Sharpness remained strong. The movie usually presented an accurate and detailed image that lacked substantial problems, as only minor signs of softness or fuzziness marred the picture. Jagged edges and moiré effects seemed absent, and I noticed no edge haloes.
Contrast looked vibrant and smooth. Black levels came across as deep and tight, and low-light shots were natural and detailed.
Print flaws caused almost occasional concerns. A few specks and blemishes showed up along the way, though these stayed modest. I didn’t think this was one of the best “old movie” restorations I’ve seen, but it satisfied.
As for the film’s DTS-HD MA monaural audio, it held up well for its age. Speech seemed concise and clear, without edginess or other issues; the vintage of the material meant the lines lacked much real warmth, but they appeared positive.
Similar thoughts greeted the music and effects. These elements came across as fairly full and accurate for material recorded in the mid-1940s. No problems with source noise occurred. While not an ambitious mix, the track suited the film.
When we shift to extras, we locate an audio commentary with film historians Anthony Slide and Robert Birchard. Both sit together for a running, screen-specific discussion. Though not without its charms, the commentary suffers from one major issue: dead air. We find acres and acres of empty spots, and these really drag down the discussion.
That’s too bad, for when the men speak, they often offer useful notes. We learn about the book and its author, the adaptation and changes made for the film, the cast and filmmakers, locations and sets, various production details, and the movie’s reception.

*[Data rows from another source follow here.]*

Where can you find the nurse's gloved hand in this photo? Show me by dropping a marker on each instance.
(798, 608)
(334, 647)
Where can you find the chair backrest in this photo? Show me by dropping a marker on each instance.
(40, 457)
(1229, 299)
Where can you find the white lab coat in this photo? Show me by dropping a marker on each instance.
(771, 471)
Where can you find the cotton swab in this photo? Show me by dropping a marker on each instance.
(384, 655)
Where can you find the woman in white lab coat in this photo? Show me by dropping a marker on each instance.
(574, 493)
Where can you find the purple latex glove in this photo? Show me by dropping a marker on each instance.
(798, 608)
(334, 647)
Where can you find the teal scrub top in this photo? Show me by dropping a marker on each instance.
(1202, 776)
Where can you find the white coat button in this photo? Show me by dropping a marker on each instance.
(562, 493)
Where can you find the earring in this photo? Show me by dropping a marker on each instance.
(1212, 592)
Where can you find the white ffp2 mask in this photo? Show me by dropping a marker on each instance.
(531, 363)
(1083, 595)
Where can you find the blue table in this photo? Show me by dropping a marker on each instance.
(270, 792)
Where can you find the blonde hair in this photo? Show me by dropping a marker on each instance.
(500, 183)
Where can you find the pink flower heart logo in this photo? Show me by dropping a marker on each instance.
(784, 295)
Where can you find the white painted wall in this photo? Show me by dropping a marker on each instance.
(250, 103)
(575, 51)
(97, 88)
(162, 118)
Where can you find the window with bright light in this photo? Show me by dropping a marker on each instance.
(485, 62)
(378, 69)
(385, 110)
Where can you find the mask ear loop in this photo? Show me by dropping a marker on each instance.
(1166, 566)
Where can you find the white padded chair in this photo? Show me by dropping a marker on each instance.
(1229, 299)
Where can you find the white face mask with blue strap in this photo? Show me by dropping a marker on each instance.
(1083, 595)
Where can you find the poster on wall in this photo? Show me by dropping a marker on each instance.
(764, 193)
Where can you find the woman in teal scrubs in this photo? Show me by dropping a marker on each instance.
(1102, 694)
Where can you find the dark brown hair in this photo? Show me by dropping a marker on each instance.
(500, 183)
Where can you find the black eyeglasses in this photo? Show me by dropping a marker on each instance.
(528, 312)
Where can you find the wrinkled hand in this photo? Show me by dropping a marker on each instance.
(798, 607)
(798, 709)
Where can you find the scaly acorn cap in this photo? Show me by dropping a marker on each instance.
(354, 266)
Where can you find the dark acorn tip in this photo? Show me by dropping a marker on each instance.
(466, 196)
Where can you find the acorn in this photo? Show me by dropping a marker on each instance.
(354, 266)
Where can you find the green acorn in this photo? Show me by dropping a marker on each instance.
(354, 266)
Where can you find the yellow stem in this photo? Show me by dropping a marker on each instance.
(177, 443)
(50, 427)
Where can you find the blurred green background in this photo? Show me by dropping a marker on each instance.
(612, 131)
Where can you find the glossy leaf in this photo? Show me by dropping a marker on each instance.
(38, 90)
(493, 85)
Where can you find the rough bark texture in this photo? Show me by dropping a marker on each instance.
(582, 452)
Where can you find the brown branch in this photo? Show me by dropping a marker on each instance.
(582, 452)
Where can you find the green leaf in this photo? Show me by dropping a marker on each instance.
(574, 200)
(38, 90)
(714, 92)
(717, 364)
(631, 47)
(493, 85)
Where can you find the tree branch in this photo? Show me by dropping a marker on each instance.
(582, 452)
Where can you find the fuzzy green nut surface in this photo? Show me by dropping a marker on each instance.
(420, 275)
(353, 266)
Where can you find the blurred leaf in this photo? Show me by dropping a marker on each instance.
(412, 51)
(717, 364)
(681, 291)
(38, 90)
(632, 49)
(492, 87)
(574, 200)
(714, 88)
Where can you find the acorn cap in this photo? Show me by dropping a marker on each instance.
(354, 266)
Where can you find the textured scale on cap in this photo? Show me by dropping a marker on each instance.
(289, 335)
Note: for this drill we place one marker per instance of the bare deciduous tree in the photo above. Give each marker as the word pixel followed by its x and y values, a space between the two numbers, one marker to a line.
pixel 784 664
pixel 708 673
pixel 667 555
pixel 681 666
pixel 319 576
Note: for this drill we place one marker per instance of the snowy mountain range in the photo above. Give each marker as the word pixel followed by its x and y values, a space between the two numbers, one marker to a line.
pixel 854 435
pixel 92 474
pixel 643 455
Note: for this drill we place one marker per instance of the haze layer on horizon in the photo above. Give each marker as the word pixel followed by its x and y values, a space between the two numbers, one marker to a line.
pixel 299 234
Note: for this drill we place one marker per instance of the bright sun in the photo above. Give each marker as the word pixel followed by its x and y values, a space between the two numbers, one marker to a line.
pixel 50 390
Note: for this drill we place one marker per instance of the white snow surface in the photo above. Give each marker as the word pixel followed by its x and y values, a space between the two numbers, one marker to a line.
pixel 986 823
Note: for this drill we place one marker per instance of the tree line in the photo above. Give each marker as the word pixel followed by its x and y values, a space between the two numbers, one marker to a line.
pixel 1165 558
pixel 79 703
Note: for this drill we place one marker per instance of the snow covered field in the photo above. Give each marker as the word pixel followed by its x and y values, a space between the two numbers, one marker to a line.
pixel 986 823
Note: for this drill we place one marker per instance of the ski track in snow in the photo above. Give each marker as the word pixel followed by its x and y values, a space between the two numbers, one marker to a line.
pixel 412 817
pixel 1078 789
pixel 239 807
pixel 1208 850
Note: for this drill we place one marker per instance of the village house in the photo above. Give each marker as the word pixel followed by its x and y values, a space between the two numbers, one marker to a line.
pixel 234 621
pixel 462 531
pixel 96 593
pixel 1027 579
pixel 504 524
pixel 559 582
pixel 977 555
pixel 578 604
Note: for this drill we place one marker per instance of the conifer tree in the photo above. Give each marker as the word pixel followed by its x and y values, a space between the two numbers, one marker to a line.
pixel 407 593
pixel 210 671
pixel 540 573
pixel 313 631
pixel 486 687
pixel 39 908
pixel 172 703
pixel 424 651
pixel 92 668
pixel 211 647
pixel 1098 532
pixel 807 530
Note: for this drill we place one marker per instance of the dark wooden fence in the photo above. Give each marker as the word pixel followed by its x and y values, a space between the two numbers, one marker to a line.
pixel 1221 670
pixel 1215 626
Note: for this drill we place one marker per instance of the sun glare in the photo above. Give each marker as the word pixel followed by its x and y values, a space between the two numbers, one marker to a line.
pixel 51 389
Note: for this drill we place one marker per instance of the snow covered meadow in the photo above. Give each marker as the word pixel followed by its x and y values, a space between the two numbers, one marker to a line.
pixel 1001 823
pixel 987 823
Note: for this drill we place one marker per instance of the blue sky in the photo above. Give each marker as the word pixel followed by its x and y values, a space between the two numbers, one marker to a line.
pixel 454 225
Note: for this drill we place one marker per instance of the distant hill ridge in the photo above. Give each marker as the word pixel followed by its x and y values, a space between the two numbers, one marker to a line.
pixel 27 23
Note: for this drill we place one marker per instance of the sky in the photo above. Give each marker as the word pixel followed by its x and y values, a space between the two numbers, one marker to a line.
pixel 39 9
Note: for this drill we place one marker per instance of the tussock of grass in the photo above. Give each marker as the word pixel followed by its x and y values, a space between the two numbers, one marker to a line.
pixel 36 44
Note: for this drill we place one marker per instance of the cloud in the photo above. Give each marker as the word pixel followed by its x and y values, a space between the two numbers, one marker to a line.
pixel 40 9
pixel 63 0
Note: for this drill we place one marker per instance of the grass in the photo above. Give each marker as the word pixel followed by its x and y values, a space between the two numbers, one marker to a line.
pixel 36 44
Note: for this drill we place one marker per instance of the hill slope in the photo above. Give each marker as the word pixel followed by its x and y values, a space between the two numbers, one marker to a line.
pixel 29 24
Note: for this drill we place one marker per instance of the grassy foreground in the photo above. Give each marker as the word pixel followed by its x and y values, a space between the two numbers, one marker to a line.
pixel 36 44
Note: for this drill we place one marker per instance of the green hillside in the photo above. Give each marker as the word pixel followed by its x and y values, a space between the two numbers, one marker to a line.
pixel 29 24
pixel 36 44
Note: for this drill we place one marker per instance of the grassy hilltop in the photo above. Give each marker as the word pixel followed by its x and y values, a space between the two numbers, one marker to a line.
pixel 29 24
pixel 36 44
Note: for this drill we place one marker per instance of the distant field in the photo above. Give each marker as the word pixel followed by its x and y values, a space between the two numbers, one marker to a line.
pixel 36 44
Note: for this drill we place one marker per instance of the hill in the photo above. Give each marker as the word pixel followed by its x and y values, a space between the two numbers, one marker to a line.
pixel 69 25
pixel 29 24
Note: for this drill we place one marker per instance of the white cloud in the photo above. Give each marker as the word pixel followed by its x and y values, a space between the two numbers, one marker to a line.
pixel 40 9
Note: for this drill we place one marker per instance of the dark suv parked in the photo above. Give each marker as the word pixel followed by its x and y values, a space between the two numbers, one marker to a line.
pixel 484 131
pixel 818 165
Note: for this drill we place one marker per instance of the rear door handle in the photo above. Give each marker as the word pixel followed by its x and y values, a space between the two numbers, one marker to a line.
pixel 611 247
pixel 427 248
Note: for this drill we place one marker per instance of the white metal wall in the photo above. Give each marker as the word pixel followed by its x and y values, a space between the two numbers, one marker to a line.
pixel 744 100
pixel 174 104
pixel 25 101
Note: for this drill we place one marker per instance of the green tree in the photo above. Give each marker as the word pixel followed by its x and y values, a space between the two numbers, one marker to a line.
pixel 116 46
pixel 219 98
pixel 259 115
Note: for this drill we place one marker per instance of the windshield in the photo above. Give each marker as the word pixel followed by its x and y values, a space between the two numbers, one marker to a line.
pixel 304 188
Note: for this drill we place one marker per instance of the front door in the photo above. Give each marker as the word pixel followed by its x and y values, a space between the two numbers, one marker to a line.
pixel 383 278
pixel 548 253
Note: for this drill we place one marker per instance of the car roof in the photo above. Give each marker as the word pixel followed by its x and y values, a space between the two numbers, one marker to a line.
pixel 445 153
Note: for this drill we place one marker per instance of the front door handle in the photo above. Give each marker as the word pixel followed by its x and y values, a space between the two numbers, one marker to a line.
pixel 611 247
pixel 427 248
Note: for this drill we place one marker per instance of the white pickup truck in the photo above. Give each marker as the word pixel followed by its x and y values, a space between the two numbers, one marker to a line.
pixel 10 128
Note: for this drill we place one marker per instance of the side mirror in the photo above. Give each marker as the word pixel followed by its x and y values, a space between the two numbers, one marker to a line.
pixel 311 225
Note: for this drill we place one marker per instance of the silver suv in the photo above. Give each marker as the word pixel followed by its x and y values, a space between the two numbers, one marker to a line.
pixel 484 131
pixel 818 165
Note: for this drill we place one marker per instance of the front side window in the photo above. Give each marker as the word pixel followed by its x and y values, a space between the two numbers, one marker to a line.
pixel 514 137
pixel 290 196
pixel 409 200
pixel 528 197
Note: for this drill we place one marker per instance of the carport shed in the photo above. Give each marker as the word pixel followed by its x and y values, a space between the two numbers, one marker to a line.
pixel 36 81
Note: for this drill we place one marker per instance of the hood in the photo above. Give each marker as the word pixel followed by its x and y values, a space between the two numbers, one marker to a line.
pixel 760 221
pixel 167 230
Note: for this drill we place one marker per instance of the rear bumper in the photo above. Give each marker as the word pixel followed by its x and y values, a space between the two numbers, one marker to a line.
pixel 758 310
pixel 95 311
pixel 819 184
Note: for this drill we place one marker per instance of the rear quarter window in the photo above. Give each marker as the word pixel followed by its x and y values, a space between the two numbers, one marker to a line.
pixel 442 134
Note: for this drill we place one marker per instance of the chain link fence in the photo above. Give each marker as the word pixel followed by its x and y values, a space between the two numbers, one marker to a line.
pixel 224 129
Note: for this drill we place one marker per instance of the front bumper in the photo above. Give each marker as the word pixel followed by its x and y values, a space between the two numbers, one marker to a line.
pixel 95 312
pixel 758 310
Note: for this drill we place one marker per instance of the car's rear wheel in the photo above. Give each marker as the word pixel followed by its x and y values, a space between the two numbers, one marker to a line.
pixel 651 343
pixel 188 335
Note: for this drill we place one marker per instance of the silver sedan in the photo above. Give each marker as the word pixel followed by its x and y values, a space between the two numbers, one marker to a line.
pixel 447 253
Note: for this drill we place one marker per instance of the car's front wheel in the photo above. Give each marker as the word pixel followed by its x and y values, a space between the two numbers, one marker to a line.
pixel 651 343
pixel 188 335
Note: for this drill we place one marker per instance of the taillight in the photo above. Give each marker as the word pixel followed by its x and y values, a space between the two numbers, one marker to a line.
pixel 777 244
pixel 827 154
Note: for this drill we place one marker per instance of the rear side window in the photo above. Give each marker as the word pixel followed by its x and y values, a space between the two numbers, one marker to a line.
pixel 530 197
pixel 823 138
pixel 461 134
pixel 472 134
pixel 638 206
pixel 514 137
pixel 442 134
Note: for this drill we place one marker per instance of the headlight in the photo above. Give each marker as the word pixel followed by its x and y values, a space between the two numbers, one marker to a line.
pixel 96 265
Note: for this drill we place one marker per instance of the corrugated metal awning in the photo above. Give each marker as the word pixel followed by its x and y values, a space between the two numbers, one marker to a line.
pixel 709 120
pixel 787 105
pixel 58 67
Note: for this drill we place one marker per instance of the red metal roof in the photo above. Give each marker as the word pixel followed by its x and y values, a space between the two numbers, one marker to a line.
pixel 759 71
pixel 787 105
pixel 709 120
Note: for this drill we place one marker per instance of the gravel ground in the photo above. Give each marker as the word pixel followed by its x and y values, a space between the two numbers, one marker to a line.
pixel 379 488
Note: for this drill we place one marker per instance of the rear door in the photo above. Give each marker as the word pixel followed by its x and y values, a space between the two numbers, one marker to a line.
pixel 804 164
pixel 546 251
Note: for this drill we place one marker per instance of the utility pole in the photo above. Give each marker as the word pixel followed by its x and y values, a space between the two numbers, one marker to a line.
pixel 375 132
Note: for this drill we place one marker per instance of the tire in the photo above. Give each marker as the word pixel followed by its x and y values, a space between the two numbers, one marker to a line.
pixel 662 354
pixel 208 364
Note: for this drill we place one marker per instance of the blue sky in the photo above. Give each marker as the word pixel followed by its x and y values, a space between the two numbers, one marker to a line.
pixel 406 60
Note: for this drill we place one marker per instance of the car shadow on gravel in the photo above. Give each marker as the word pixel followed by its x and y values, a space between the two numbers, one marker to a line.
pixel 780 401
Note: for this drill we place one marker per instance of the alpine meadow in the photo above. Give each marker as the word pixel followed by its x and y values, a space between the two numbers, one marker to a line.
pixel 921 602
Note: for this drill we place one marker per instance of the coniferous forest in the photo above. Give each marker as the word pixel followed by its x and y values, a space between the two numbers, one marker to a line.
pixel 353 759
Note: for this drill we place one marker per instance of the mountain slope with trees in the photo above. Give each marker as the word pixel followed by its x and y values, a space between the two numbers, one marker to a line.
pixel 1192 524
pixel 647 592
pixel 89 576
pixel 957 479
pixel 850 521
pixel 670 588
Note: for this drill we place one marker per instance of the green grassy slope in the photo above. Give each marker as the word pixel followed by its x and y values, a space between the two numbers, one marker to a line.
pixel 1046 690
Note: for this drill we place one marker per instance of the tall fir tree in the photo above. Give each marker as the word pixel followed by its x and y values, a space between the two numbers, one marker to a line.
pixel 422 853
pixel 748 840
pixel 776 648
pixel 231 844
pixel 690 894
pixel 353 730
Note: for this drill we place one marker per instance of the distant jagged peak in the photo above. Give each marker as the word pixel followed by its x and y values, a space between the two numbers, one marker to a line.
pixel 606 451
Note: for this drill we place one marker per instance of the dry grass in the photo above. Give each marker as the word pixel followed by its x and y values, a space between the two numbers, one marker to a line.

The pair also occasionally critique the flick. The notes about those involved with the movie’s creation get a little grittier than usual, as we hear the dirt about some of sordid elements. These topics make the conversation quite engaging – when it occurs. Unfortunately, too much dead space happens to allow this track to prosper.
Three Fox Movietone News newsreels also appear. These last a total of three minutes, 11 seconds and include “Someset Maugham’s Book The Razor’s Edge Is Honored” (0:30), “Along Broadway” (1:23) and “Motion Picture Academy Awards ‘Oscars’ For Film Achievements” (1:16). None seem all that interesting, but they’re minor fun for historical purposes.
With a good source story, The Razor’s Edge could become a solid character drama. Unfortunately, some issues with casting and adaptation turn it into a lackluster film. The Blu-ray comes with pretty good picture and audio as well as an inconsistent audio commentary. While I don’t think this is a bad movie, it doesn’t work as well as it should.